Investing.com -- St Louis Federal Reserve President Alberto Musalem suggested Wednesday that the Fed can take its time to gauge whether further rate cuts are needed, though said that if the recent pace of elevated productivity has staying power, rate cuts could accelerate.
"Given current economic conditions and the balance of risks, I believe the FOMC can judiciously and patiently evaluate incoming information in considering further lowering of the policy rate," Musalem said in prepared remarks to the Economic Club of Memphis.
The St. Louis Fed president backed gradual adjustments of the policy rate toward a neutral level over time, provided inflation continues to fall toward 2%.
Still,, Musalem cautioned that the risk of the deflation trend stalling, or moving higher, has risen recently.

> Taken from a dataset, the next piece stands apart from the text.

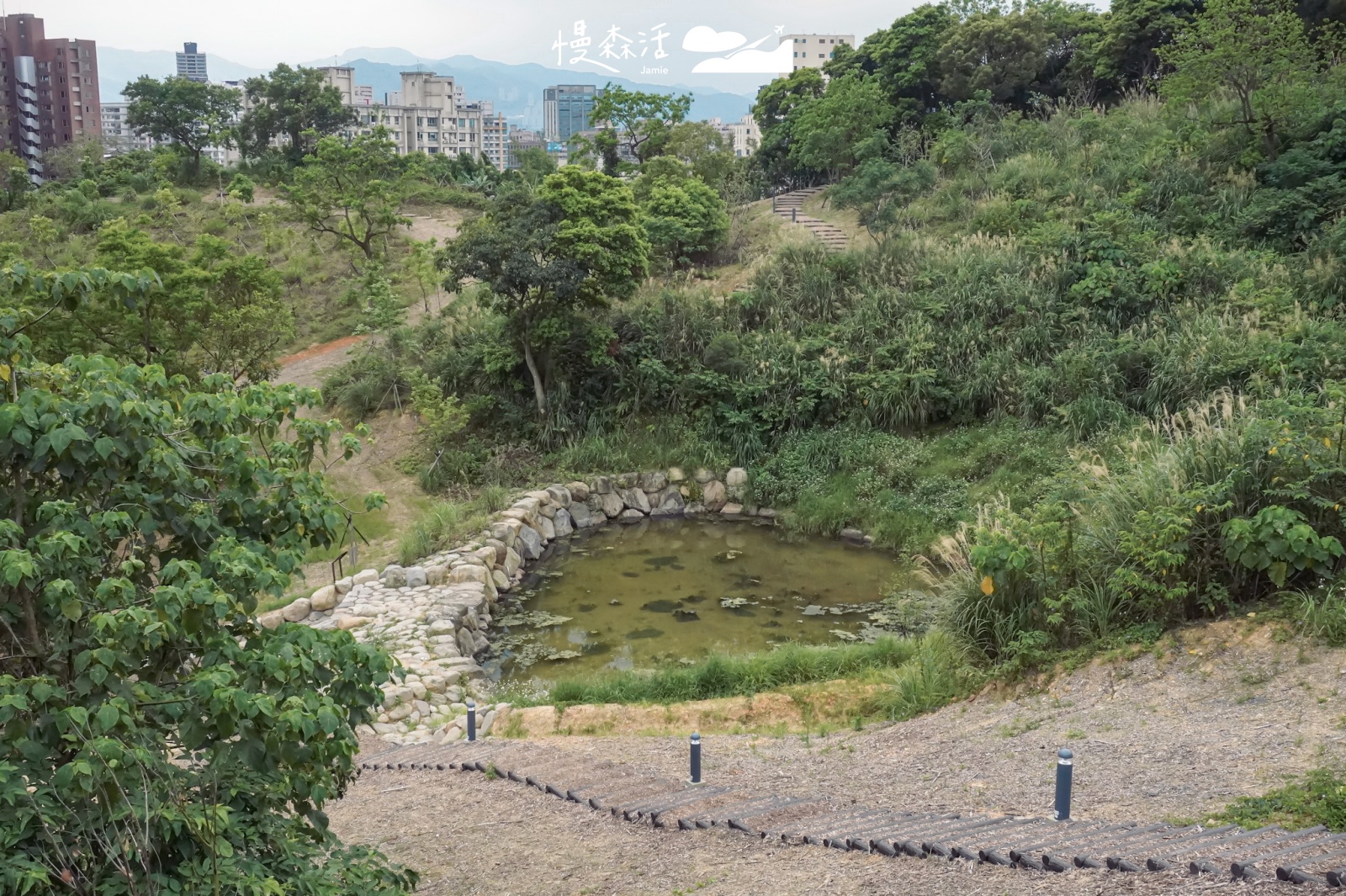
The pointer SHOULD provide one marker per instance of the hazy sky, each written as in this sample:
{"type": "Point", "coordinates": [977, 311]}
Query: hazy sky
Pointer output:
{"type": "Point", "coordinates": [262, 33]}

He warned that easing monetary policy too much too soon could prompt an increase in demand that initially outpaces supply, further delaying the progress to push inflation toward the Fed's 2% target.
Productivity, which measures the amount of output produced per unit of labor, will also hold sway on the rate cut path ahead, Musalem said, cautioning against reading too much into the recent elevated productive growth.
"Some reflection is prudent when it comes to relying on the recent elevated productivity growth to reconcile strong economic activity, a cooling labor market, and inflation that is above target but expected to fall," he said.
If, however, recent productivity growth proves to have staying power, boosting the Fed's battle against inflation.
"A structural assessment of recent productivity growth could lead to a faster pace of interest rate reductions, possibly with a higher neutral rate reached earlier," Musalem said.
"A cyclical assessment could lead to a slower pace of rate reductions, possibly with a lower neutral rate reached later," he added.